Vial of Tears, page 8
“Of course. Why do you think this is called the Lions’ River?” He pointed toward the channel of water they’d begun to follow. “This is where they come to drink.” He raised his nose to the wind. “A female was stalking us for a time, but she took a deer instead.”
At that, Sam paused, untied her sandals, and tucked them under her arm, picking her way along the damp ground, giving her blisters a reprieve. She could run faster barefoot.
When the river’s dark water turned, so did they. It rushed over rocks, muffling Teth’s voice. “The river narrows eventually,” he shouted, “but we cannot risk following it any longer. We will ford here.”
Near the bank, the stony bed shone through the surface, but after a few feet the water turned a deep shade of green and she could no longer see the bottom. A broken branch sped past, bobbed underwater, and resurfaced again much farther downstream. A few boulders rose from the river like knuckles, but there was no bridge, no easy walkway of stones. She wondered what kinds of creatures might be hiding beneath the surface.
Rima was limp in Eshmun’s arms, her eyes closed. Sam glanced at one of the knives in Teth’s belt, close enough to try for. Eshmun followed her eyes and then set his jaw.
“Go on,” he said. “Try.”
When I get the chance, she thought.
“My sister is injured and in pain,” she said, glaring at him and pointing to the roiling water. “We can’t possibly cross here.”

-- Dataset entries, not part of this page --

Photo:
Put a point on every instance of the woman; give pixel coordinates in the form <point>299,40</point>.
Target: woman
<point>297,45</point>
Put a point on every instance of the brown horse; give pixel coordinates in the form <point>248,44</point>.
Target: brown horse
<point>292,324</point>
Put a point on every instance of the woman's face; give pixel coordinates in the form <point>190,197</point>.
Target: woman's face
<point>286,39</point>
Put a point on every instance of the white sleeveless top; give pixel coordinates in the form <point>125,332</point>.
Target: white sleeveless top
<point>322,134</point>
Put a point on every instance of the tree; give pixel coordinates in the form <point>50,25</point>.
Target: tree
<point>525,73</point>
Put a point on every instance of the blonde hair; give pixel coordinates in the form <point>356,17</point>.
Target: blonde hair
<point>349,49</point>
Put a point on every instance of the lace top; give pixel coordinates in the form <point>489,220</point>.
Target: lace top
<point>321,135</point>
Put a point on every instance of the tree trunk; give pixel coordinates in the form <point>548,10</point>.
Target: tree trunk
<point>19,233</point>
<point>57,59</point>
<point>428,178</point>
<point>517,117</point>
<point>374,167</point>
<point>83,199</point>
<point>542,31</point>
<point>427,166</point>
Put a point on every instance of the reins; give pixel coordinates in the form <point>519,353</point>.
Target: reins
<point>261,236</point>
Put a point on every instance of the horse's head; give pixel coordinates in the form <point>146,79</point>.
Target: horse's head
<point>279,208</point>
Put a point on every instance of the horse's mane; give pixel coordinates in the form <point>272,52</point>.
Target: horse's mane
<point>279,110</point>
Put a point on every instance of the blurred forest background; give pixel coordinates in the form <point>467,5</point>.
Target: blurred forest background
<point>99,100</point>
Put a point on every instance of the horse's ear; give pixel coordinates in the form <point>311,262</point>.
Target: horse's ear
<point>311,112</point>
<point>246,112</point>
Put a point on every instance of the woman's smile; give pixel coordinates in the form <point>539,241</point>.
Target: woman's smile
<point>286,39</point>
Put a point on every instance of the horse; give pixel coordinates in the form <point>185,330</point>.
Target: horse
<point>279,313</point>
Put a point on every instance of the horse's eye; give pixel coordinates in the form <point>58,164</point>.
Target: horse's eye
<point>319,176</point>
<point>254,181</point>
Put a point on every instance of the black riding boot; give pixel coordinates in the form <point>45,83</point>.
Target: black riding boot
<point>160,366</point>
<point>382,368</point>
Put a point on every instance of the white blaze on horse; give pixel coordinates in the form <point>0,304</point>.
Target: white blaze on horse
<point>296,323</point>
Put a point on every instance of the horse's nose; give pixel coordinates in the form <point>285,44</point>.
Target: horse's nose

Eshmun held Rima out toward her, like an offering—and then pulled her back. “I have your sister,” he said grimly. “I am crossing the river. You will cross the river. You have no say. Do you understand?”
Sam nodded, swallowing down her anguish. Baalbek was no longer in sight. There was no way to get Rima away from him. There was the tannîyn out there somewhere. There were lions. He was right: she had no say.
Eshmun handed Rima over to Teth, then stripped off his clothes until only a short tunic covered him from waist to midthigh. He folded his cloak and tied it with his belt into a compact square, then stooped to take off his leather boots. Around his neck hung a necklace on a leather strand: a pendant, a symbol of the sun. He took Rima again and draped her over his shoulder like a spare jacket.
“You will carry Teth’s belongings,” he instructed.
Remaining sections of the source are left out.